Sort the neighbors of each node based on their connection strength, from strongest (most positive) to weakest (most negative).
Select the 'k' strongest neighbors for each node, where 'k' is a given limit on the number of connections.
Calculate the 'star sum' for each node by adding its own value to the sum of the values of its selected strongest neighbors.
Keep track of the highest star sum encountered so far.
After examining all nodes, the highest star sum recorded is the answer.

Code Implementation

def maximum_star_sum(node_values, edges, max_number_of_nodes):
    number_of_nodes = len(node_values)
    adjacency_list = [[] for _ in range(number_of_nodes)]

    for start_node, end_node in edges:
        adjacency_list[start_node].append(end_node)
        adjacency_list[end_node].append(start_node)

    max_star_sum_so_far = float('-inf')

    for current_node in range(number_of_nodes):
        # Need to filter nodes based on connection values
        neighbor_values = []
        for neighbor_node in adjacency_list[current_node]:
            neighbor_values.append(node_values[neighbor_node])

        neighbor_values.sort(reverse=True)

        current_star_sum = node_values[current_node]
        number_of_neighbors_to_add = min(max_number_of_nodes, len(neighbor_values))

        # Only add neighbors that contribute positively
        for i in range(number_of_neighbors_to_add):
            if neighbor_values[i] > 0:
                current_star_sum += neighbor_values[i]
            else:
                break

        max_star_sum_so_far = max(max_star_sum_so_far, current_star_sum)

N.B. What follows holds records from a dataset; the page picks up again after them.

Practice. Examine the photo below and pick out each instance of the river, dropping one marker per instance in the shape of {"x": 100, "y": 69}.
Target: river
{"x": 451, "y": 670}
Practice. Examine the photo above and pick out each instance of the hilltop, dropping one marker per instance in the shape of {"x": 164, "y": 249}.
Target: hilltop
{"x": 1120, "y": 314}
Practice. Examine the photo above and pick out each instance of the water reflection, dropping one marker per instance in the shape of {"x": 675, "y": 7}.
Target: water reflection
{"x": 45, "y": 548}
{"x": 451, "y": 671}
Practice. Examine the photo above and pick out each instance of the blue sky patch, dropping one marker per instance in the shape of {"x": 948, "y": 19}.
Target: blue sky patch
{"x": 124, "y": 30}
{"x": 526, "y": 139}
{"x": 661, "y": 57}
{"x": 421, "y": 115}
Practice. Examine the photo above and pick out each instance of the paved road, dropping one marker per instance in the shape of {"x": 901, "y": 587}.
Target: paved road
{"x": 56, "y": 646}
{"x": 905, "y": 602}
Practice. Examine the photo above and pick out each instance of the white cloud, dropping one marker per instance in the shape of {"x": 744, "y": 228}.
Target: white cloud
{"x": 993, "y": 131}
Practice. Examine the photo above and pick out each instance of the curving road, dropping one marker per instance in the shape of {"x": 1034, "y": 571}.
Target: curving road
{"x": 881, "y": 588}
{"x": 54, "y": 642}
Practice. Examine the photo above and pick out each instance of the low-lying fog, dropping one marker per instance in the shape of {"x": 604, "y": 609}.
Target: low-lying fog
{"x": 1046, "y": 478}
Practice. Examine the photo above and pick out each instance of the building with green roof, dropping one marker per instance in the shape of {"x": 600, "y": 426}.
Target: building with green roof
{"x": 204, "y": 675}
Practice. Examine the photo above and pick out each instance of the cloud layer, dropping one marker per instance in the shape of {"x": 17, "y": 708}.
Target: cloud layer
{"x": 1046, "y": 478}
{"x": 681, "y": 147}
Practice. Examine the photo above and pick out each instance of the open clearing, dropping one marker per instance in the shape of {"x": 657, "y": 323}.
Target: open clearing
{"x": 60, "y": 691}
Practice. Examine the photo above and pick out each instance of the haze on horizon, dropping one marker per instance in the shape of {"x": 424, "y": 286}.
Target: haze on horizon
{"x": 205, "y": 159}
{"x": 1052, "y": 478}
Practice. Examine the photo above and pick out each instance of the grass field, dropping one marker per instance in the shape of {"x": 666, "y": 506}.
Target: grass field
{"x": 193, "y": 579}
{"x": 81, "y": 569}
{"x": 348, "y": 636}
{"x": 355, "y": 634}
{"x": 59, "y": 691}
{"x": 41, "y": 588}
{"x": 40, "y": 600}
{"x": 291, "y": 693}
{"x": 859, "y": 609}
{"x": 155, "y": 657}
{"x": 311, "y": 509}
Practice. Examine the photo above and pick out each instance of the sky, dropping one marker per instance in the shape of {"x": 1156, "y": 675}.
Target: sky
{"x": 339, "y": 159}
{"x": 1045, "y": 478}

    return max_star_sum_so_far

Big(O) Analysis

Time Complexity

O(n log n) – The algorithm iterates through each node in the graph, which takes O(n) time where n is the number of nodes. Inside the loop for each node, the neighbors are sorted based on their connection strengths. Sorting the neighbors takes O(degree * log(degree)) time, where degree is the number of neighbors of the node. In the worst case, the degree can be proportional to n. Therefore, the sorting step contributes O(n log n) in the worst case for each node. Summing over all nodes, the total time complexity is dominated by the sorting steps resulting in O(n * n log n) if the graph is fully connected, and O(n log n) if the graph is sparse since the degree value will generally be smaller than n. After examining all nodes the algorithm finds the max, which also takes O(n) time, but it is dominated by the sorting complexity.

Space Complexity

O(N) – The primary auxiliary space usage comes from storing the neighbors of each node. In the worst-case scenario, a node might be connected to all other nodes in the graph. This means we need to store a list of neighbors for each node, and the total space required to store all these lists could be proportional to the number of nodes N (where N is the number of nodes in the graph). Therefore, the space complexity is O(N) because we store neighbors for each node to find the k strongest neighbors.

Edge Cases

Case	How to Handle
Null or empty graph (no nodes or edges)	Return 0, as there are no stars to sum.
Graph with only one node	Return the value of the single node since a star requires at least one edge.
Graph with no edges	Return the maximum value node, as each node is a star with sum equal to its own value.
All node values are negative	If k > 0, return the largest negative value; if k = 0, return the largest negative value.
Nodes with extremely large positive or negative values (potential integer overflow)	Use a data type that can accommodate large values (e.g., long) to prevent overflow during summation.
k is zero (only the central node's value is counted)	Iterate through the node values and return the maximum node value.
Nodes with duplicate values	The algorithm should handle duplicate node values correctly without affecting the maximum star sum calculation.
k is larger than the number of neighbors of any node	Only sum as many neighbors as the node has when k is larger than the number of neighbors of a node.